Bug 1526197 - Hotplug failed because libvirtError: internal error: unable to execute QEMU command '__com.redhat_drive_add': Device 'drive-virtio-disk7' could not be initialized
Summary: Hotplug failed because libvirtError: internal error: unable to execute QEMU c...
Keywords:
Status: CLOSED ERRATA
Alias: None
Product: Red Hat Enterprise Virtualization Manager
Classification: Red Hat
Component: vdsm
Version: 4.1.6
Hardware: x86_64
OS: Linux
high
high
Target Milestone: ovirt-4.2.2
: ---
Assignee: Daniel Erez
QA Contact: Raz Tamir
URL:
Whiteboard:
Depends On: 1469235 1532183
Blocks: 1547358 1554290
TreeView+ depends on / blocked
 
Reported: 2017-12-14 22:36 UTC by Germano Veit Michel
Modified: 2021-12-10 15:29 UTC (History)
26 users (show)

Fixed In Version: vdsm v4.20.22
Doc Type: If docs needed, set a value
Doc Text:
Clone Of: 1469235
: 1554290 (view as bug list)
Environment:
Last Closed: 2018-05-15 17:54:02 UTC
oVirt Team: Storage
Target Upstream Version:
Embargoed:
lsvaty: testing_plan_complete-


Attachments (Terms of Use)


Links
System ID Private Priority Status Summary Last Updated
Red Hat Bugzilla 1506072 1 None None None 2021-09-09 12:44:51 UTC
Red Hat Bugzilla 1528502 1 None None None 2021-08-30 11:50:24 UTC
Red Hat Knowledge Base (Solution) 3260121 0 None None None 2017-12-14 22:51:59 UTC
Red Hat Product Errata RHEA-2018:1489 0 None None None 2018-05-15 17:55:30 UTC
oVirt gerrit 88712 0 master MERGED spec: Require libvirt to fix hotplug issues 2020-08-06 15:29:33 UTC
oVirt gerrit 88743 0 ovirt-4.2 MERGED spec: Require libvirt to fix hotplug issues 2020-08-06 15:29:33 UTC

Internal Links: 1506072 1528502

Comment 1 Germano Veit Michel 2017-12-14 22:41:29 UTC
These versions also reproduce the issue:

libvirt-daemon-kvm-3.2.0-14.el7_4.3.x86_64
systemd-219-42.el7_4.4.x86_64
vdsm-4.19.36-1.el7ev.x86_64

We also have report that the operation succeeds in case the backup vm (commvault) and the vm being snapshoted run on the same host.

Raz, somehow I can't reproduce this. Could you please give me access to your reproduction env? 
I assume we can get a better idea on where the EPERM comes from using stap/ftrace.

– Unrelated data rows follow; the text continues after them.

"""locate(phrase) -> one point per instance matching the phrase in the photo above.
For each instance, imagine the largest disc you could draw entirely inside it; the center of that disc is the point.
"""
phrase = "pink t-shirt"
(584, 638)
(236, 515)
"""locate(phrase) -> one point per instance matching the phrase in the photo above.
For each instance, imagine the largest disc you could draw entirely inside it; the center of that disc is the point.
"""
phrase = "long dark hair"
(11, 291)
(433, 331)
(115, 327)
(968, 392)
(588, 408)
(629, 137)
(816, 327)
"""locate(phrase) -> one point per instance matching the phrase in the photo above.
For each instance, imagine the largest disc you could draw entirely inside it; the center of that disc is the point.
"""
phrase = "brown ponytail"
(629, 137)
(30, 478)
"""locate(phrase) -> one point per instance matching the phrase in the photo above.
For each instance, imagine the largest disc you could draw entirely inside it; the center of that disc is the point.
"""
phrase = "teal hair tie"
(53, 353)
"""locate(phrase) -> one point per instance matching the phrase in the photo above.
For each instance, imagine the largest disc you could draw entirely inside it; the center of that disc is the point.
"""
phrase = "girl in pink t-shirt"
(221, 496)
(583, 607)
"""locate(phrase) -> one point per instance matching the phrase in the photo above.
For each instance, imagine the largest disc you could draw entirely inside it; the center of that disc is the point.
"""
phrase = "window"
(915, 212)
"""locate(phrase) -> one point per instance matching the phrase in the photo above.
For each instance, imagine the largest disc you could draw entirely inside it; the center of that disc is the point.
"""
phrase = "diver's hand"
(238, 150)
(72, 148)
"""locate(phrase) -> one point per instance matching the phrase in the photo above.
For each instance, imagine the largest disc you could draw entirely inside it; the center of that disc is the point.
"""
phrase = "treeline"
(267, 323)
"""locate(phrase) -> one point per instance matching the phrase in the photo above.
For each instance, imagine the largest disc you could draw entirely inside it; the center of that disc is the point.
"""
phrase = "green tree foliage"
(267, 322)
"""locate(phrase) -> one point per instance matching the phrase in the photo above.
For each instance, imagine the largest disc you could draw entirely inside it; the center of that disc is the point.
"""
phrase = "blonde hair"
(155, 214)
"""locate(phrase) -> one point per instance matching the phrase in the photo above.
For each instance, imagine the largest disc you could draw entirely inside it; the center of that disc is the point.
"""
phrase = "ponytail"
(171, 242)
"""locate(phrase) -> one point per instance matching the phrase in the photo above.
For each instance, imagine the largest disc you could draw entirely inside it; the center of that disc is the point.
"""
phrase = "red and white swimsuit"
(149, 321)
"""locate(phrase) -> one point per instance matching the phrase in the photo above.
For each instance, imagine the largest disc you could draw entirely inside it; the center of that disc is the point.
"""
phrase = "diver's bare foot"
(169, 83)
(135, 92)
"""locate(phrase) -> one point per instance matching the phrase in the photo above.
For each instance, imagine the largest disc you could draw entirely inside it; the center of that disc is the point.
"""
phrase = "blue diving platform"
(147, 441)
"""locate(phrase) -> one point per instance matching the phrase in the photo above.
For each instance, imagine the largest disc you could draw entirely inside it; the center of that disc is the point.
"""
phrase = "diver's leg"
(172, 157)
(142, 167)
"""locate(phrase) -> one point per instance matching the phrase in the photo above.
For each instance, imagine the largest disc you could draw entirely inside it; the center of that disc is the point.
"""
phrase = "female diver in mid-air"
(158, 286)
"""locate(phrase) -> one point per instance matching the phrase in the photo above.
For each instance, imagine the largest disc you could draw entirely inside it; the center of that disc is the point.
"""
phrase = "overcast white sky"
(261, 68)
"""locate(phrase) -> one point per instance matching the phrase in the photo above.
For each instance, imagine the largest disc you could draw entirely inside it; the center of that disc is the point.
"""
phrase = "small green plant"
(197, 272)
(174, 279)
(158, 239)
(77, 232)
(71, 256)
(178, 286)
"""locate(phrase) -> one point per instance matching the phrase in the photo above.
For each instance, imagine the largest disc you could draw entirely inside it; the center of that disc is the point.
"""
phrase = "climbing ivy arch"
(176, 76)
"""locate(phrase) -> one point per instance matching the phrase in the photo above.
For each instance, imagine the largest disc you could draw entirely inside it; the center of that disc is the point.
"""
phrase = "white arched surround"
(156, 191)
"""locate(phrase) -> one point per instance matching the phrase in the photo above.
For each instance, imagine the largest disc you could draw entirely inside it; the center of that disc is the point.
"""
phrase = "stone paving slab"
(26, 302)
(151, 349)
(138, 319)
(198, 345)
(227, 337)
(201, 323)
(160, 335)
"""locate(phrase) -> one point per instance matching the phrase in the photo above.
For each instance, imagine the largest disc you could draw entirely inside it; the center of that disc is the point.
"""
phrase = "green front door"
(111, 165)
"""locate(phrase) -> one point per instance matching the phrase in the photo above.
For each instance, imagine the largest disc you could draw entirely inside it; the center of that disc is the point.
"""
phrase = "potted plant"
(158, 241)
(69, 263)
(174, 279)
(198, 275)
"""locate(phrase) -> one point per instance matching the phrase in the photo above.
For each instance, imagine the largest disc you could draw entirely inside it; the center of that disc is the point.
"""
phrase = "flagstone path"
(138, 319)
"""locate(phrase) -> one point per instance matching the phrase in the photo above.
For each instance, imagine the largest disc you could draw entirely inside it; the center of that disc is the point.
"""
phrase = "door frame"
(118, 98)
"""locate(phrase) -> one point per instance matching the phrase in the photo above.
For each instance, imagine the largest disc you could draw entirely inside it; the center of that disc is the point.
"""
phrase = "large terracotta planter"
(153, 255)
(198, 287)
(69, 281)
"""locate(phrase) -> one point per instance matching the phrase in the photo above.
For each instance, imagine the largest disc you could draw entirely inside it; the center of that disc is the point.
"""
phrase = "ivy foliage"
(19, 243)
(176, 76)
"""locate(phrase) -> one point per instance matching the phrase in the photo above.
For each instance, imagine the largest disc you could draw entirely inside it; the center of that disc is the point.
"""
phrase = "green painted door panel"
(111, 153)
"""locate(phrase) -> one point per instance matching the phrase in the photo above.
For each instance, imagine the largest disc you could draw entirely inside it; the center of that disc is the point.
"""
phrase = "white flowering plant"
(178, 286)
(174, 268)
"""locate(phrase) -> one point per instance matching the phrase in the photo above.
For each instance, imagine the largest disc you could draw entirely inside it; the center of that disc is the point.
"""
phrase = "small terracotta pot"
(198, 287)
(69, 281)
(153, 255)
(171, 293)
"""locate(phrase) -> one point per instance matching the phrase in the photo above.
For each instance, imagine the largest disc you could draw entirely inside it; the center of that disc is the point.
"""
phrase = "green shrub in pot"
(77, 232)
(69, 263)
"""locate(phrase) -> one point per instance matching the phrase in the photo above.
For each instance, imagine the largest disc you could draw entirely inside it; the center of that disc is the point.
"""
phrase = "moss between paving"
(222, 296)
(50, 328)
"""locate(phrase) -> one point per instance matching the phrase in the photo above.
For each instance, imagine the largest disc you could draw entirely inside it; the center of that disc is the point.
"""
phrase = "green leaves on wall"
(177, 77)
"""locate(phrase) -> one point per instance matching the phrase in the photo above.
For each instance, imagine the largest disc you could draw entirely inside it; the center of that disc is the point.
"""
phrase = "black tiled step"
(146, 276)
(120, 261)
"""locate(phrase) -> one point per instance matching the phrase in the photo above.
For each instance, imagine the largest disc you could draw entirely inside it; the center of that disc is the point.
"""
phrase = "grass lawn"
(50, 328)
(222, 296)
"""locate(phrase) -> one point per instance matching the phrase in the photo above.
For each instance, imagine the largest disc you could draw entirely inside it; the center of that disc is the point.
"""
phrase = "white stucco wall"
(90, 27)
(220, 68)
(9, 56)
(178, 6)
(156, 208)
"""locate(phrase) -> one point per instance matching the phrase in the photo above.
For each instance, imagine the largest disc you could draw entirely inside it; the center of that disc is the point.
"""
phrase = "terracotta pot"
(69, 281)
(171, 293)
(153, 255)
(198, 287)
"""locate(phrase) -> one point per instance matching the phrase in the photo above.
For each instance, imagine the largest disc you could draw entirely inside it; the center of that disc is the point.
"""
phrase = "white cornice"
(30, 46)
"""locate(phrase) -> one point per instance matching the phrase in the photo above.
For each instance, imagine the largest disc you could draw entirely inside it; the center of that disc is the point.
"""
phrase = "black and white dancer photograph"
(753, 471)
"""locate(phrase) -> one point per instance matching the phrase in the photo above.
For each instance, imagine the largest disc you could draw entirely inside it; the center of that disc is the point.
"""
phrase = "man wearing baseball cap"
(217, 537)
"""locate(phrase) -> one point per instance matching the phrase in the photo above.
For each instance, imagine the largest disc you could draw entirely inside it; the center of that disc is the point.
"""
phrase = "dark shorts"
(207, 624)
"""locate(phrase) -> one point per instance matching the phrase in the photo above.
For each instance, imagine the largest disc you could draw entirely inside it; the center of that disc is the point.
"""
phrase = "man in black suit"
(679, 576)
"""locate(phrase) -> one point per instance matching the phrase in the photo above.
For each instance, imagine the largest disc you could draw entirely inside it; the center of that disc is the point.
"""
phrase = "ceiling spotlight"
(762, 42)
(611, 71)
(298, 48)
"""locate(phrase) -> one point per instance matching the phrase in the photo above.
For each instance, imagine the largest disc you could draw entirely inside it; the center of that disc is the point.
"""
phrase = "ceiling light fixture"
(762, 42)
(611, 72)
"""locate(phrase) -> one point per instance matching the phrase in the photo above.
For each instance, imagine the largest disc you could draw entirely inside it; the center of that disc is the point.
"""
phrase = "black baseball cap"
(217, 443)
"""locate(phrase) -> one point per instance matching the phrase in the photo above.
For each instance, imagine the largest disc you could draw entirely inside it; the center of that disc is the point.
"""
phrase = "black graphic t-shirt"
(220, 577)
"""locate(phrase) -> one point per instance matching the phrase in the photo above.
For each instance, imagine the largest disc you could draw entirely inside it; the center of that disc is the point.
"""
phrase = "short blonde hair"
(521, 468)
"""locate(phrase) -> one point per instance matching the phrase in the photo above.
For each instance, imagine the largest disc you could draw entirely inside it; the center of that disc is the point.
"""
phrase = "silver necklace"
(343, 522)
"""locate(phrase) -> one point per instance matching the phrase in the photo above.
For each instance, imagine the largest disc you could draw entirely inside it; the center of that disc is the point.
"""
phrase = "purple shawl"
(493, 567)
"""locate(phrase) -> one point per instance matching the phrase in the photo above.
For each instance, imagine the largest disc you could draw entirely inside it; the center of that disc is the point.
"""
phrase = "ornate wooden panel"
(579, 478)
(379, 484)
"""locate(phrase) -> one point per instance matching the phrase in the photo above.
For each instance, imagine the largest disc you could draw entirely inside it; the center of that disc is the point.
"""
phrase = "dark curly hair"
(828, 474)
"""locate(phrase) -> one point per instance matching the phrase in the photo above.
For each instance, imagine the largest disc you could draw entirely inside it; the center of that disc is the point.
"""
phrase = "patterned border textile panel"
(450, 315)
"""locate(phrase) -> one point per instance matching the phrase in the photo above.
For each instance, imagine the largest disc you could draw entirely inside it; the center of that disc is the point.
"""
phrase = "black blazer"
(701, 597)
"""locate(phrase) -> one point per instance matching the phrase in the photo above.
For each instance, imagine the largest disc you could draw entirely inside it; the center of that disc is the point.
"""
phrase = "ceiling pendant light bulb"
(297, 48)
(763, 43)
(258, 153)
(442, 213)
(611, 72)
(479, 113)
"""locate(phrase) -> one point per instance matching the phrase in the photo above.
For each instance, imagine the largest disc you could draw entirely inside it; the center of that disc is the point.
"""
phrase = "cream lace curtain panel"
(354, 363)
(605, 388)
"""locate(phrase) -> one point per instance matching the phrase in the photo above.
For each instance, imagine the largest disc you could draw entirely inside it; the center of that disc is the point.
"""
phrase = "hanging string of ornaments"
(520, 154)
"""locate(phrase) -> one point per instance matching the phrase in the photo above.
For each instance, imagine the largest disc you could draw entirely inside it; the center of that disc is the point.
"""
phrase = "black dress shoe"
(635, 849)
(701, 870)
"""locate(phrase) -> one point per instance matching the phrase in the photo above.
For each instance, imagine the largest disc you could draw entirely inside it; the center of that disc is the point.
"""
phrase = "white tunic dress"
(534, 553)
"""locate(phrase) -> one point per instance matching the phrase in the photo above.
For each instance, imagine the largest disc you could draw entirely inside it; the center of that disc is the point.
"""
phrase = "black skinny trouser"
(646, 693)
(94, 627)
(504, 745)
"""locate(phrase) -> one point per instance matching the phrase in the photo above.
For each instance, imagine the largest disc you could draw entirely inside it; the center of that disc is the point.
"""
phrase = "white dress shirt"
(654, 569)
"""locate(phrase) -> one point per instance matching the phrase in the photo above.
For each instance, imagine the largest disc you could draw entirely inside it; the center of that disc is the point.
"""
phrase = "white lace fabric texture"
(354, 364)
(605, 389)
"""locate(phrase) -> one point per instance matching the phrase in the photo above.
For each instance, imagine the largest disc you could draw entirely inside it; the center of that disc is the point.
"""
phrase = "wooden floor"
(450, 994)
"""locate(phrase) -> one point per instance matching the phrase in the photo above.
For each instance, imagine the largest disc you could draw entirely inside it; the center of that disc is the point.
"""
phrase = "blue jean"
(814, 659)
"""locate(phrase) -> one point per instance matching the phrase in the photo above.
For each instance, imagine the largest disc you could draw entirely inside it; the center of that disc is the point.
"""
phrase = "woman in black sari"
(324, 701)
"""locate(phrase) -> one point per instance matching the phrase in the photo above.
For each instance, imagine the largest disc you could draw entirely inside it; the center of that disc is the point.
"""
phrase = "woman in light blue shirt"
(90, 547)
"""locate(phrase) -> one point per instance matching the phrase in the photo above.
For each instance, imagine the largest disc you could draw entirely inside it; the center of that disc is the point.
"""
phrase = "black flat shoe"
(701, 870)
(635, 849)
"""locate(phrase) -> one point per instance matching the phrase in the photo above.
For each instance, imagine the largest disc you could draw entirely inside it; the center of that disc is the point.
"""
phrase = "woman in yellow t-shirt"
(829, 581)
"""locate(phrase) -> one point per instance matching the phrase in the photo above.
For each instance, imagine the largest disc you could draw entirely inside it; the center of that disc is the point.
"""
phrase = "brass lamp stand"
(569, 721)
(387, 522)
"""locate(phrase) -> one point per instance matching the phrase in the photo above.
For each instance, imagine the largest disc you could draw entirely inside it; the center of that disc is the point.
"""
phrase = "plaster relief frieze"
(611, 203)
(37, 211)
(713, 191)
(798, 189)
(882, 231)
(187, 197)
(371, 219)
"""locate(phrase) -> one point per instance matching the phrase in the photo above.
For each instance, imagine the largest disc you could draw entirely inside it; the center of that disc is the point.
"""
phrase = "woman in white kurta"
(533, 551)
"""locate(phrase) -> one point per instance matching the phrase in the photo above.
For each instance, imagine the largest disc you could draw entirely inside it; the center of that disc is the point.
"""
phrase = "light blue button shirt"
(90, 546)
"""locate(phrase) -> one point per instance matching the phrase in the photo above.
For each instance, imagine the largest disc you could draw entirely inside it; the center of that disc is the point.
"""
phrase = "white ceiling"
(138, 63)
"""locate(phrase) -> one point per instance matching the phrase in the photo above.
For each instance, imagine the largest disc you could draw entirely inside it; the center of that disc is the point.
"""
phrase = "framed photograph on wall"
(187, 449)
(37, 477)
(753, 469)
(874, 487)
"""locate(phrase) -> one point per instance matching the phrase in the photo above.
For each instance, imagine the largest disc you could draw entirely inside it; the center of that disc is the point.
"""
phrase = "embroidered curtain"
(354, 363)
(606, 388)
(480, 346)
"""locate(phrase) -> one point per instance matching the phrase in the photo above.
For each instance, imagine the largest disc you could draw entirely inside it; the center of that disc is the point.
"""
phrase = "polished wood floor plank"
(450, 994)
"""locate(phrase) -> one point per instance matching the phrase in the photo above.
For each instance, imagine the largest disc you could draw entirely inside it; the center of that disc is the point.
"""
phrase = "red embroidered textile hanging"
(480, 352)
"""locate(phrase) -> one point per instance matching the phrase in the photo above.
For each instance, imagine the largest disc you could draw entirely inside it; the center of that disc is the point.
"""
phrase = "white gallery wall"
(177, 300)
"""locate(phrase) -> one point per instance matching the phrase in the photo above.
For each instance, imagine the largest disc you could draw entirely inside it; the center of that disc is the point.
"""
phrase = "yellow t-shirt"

When attaching the snapshot to the backup VM, it looks like qemu is able to open the first image of the chain, and the subsequent one fails:

Could not open backing file: Could not open '/rhev/data-center/58bdc405-028f-00dc-0026-0000000000aa/a3a4dfce-ca1b-4453-a40b-dc43c4f2191a/images/1c28bd60-8556-40fd-8229-f52bdd51ca7a/25165986-adaa-4454-a7de-2d757b34e8f5': Operation not permitted

Comment 2 Raz Tamir 2017-12-19 12:02:45 UTC
(In reply to Germano Veit Michel from comment #1)
> These versions also reproduce the issue:
> 
> libvirt-daemon-kvm-3.2.0-14.el7_4.3.x86_64
> systemd-219-42.el7_4.4.x86_64
> vdsm-4.19.36-1.el7ev.x86_64
> 
> We also have report that the operation succeeds in case the backup vm
> (commvault) and the vm being snapshoted run on the same host.
> 
> Raz, somehow I can't reproduce this. Could you please give me access to your
> reproduction env? 
I'm not sure you are trying the same scenario mentioned in the original bug
What are the steps you are doing?
> I assume we can get a better idea on where the EPERM comes from using
> stap/ftrace.
> 
> When attaching the snapshot to the backup VM, it looks like qemu is able to
> open the first image of the chain, and the subsequent one fails:
> 
> Could not open backing file: Could not open
> '/rhev/data-center/58bdc405-028f-00dc-0026-0000000000aa/a3a4dfce-ca1b-4453-
> a40b-dc43c4f2191a/images/1c28bd60-8556-40fd-8229-f52bdd51ca7a/25165986-adaa-
> 4454-a7de-2d757b34e8f5': Operation not permitted

Comment 4 Germano Veit Michel 2017-12-20 04:59:12 UTC
(In reply to Raz Tamir from comment #2)
> I'm not sure you are trying the same scenario mentioned in the original bug
> What are the steps you are doing?

I'm using the backup api script in a loop (similar to what Commvault and our customers do). But all the snapshot attachments work. What are you using? This?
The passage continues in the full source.